Where it earns its keep is a worked example with named numbers (illustrative; exact numbers depend on adapter rank, batch composition, and the engine). Picture a serving slice with N=512 active adapters in the batch, a prompt of P=1,024 prefill tokens, and a generation length of D=512 decode tokens. The adapter does its low-rank work P+D = 1,536 forward passes per request, on every layer, in the standard regime. PreFT keeps the P=1,024 prefill passes but zeroes out the D=512 decode passes — and the decode passes are the expensive ones because each decode step is one of D sequential forward passes (vs. prefill which fuses all P prefill tokens into roughly one parallel pass over the prompt). On Llama 3.1 70B with 512 concurrent adapters, the paper reports 1.9× throughput vs. the standard multi-LoRA baseline.

Where PreFT sits next to other adapter-cost levers

Lever	What it changes	When the adapter runs	Where it earns its keep
Vanilla multi-LoRA	Baseline — every token on every adapter	Prefill and every decode step	simplest path; flexibility to swap adapter mid-stream
SGMV-batched decode	Kernel-level efficiency, not adapter-call elimination	Prefill and every decode step (just batched)	flattens the per-row dispatch cost across a mixed batch
Unified adapter paging	Adapter weight residency, not active-step cost	Prefill and every decode step (paged in)	fits more adapters in HBM at once
PreFT — prefill-only adapter discard (this paper)	Decode-side adapter cost goes to zero	Prefill only — adapter discarded before decode	multi-LoRA workloads dominated by decode; 1.9× throughput at N=512, Llama 3.1 70B

PreFT slots into the existing multi-LoRA serving stack — the adapter still trains and serves as a normal LoRA or ReFT module, the engine just stops applying it once prefill emits its last KV pair. Because the adapter's contribution lives in the KV cache, in principle the standard cache-side levers — paged attention, prefix caching, chunked prefill — should remain compatible, though the paper itself focuses on the LoRA / ReFT + vLLM result and does not benchmark each combination. There is one new constraint either way: if a request needs the adapter to behave differently mid-stream (e.g. a long-running agent that switches persona at decode step 200), PreFT doesn't support it without a re-prefill, because the adapter is no longer in the loop.

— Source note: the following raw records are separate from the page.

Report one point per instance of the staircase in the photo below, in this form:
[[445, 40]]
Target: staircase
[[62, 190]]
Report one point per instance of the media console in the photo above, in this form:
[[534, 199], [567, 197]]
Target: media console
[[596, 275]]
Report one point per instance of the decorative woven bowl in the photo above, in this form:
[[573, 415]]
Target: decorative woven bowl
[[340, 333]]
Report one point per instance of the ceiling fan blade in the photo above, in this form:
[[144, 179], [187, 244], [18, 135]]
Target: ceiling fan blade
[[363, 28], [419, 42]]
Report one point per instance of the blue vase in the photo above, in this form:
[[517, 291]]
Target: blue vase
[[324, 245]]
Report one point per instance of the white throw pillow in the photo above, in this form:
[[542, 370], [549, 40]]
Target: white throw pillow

The mental-model shift is that adapter cost is front-loaded into the cache, not paid on every decode step. The paper demonstrates this for LoRA and ReFT specifically; whether other adapter families can be “projected through” the prefilled KV cache the same way is an open question. Multi-LoRA serving was a decode bottleneck for the same reason every memory-bound thing is a decode bottleneck — decode is the long phase. PreFT removes the adapter from that phase entirely.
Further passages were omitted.